The police car was one of three going north on Reisterstown Road to help an officer who needed assistance with a burglary in progress on Belvedere Avenue. The second car was a block behind and the third was several blocks behind, police said.
The driver of the lead car was identified as Officer Robert Velt, 22, a member of the force since December 1994. Police did not release the identities of the other two officers yesterday.
A 24-year-old woman -- whom the police interviewed as a witness but who refused to give her name -- gave this account: "He just flew up in the air like a rag doll when the car hit him. Then, as he came down, his head struck the spotlight, and the boy landed under the other car."
The woman said lead police car's siren wasn't turned on until moments before the vehicle struck the boy and she had not heard any other sirens.
Nineteen-year-old Reginald White, as well as others in the neighborhood who said they heard the car hit the boy, said that neither the lead car nor the second one was using its siren.
Sam Ringgold, a police spokesman, said witnesses had produced conflicting accounts. He said the speed of the police car had not been determined.

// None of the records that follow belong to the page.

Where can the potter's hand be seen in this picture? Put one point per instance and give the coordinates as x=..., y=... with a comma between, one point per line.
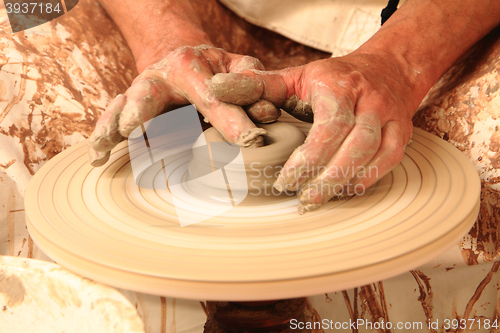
x=181, y=78
x=362, y=107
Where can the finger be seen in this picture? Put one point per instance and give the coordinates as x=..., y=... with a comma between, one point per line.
x=230, y=120
x=98, y=158
x=263, y=112
x=106, y=134
x=356, y=151
x=332, y=123
x=236, y=89
x=146, y=98
x=388, y=156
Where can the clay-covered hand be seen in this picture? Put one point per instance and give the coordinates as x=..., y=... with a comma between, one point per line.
x=179, y=79
x=362, y=107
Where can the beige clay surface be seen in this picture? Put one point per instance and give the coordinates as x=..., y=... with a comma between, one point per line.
x=101, y=224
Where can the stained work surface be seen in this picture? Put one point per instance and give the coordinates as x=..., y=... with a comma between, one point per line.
x=56, y=81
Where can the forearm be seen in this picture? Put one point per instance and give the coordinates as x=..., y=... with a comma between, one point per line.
x=155, y=28
x=425, y=37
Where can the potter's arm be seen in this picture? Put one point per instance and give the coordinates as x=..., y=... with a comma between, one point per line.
x=176, y=60
x=363, y=103
x=154, y=28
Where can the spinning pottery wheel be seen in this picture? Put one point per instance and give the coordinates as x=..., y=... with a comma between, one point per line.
x=97, y=222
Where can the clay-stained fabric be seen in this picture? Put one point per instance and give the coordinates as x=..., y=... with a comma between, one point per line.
x=464, y=109
x=56, y=80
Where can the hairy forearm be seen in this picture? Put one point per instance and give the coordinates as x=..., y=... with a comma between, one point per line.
x=425, y=37
x=154, y=28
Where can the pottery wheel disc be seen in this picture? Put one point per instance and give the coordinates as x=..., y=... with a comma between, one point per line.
x=98, y=223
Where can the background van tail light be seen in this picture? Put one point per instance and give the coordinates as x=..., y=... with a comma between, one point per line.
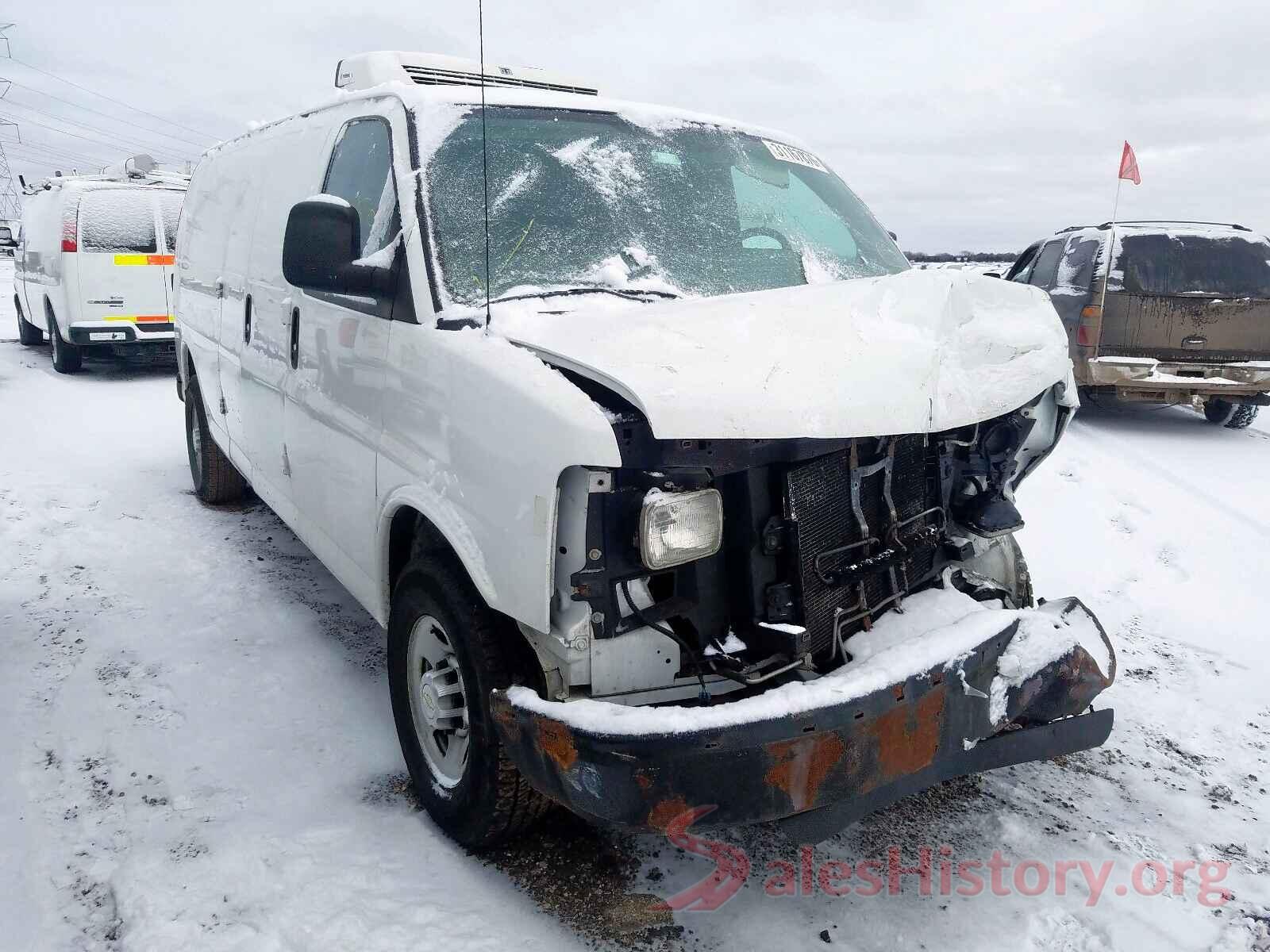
x=1091, y=323
x=70, y=225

All of the officers should have had their emergency lights and sirens on because they were responding to a call of an officer in need of assistance, Mr. Ringgold said. Officer Velt was being questioned last night, but, unlike the case with police shootings, he was not automatically placed on administrative leave.

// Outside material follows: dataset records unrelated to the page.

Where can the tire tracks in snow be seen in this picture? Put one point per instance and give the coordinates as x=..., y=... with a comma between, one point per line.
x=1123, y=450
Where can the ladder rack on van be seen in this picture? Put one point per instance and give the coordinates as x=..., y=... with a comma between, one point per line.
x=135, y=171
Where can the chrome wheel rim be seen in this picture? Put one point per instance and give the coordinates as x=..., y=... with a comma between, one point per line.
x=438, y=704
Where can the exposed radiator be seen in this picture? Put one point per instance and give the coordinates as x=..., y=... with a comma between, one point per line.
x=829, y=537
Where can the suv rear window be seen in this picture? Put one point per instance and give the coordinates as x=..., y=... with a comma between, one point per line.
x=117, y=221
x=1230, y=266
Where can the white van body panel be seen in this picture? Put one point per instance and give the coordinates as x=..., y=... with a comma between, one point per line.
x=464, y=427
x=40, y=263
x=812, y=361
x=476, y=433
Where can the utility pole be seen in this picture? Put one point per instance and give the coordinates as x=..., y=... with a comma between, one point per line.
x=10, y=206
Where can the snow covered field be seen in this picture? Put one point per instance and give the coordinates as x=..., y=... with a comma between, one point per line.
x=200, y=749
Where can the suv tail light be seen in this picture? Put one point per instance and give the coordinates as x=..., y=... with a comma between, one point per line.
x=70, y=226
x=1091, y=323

The boy was initially hit by the hood of the car and thrown up in the air. He then struck the spotlight attached to the driver's side of the car and landed beneath the front tire of a parked 1990 dark blue Oldsmobile 88.

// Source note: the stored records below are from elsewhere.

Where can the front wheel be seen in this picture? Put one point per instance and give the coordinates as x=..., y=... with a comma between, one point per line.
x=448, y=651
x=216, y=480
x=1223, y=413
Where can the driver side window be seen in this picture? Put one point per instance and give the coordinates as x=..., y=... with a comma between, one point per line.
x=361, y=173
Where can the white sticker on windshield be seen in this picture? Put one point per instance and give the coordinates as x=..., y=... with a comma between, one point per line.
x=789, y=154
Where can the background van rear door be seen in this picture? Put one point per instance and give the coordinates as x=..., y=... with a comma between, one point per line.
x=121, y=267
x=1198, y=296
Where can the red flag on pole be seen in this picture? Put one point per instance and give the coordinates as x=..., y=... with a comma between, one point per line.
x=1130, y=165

He was pronounced dead on arrival at Sinai Hospital.
After the accident, the light blue police Ford Taurus that hit the boy sat about a half-block away from where he had landed. The driver's side front hood was dented, the spotlight was broken off and blood was smeared across the driver's side window and side-view mirror.
"We didn't hear anything, and then we saw Melvin come back across the street," Mr. White said. "He didn't see or hear anything, or else Melvin never would have crossed.
"The next thing I heard was the roar of an engine, and I saw him get hit the first time," he said.
The boy's tearful family declined to be interviewed, but neighborhood friends said that Melvin was a second-grader at Pimlico Elementary School.
"I had just been playing with him and riding bikes, and then he went to the store and we kept playing," said Candice Lewis, 7. "I'm going to miss him. A lot."
Another neighbor, Deloris Little, 42, said that Melvin "was really a well-liked young man."
The accident occurred a block from where a 2-year-old girl was killed two years ago when she was struck by a 14-year-old boy driving a sports car. The girl, Chantelle Parrotte, was dragged a short distance by the car.
"They really need a light at that intersection," said Tamarkia Little, 16, who lives a block away.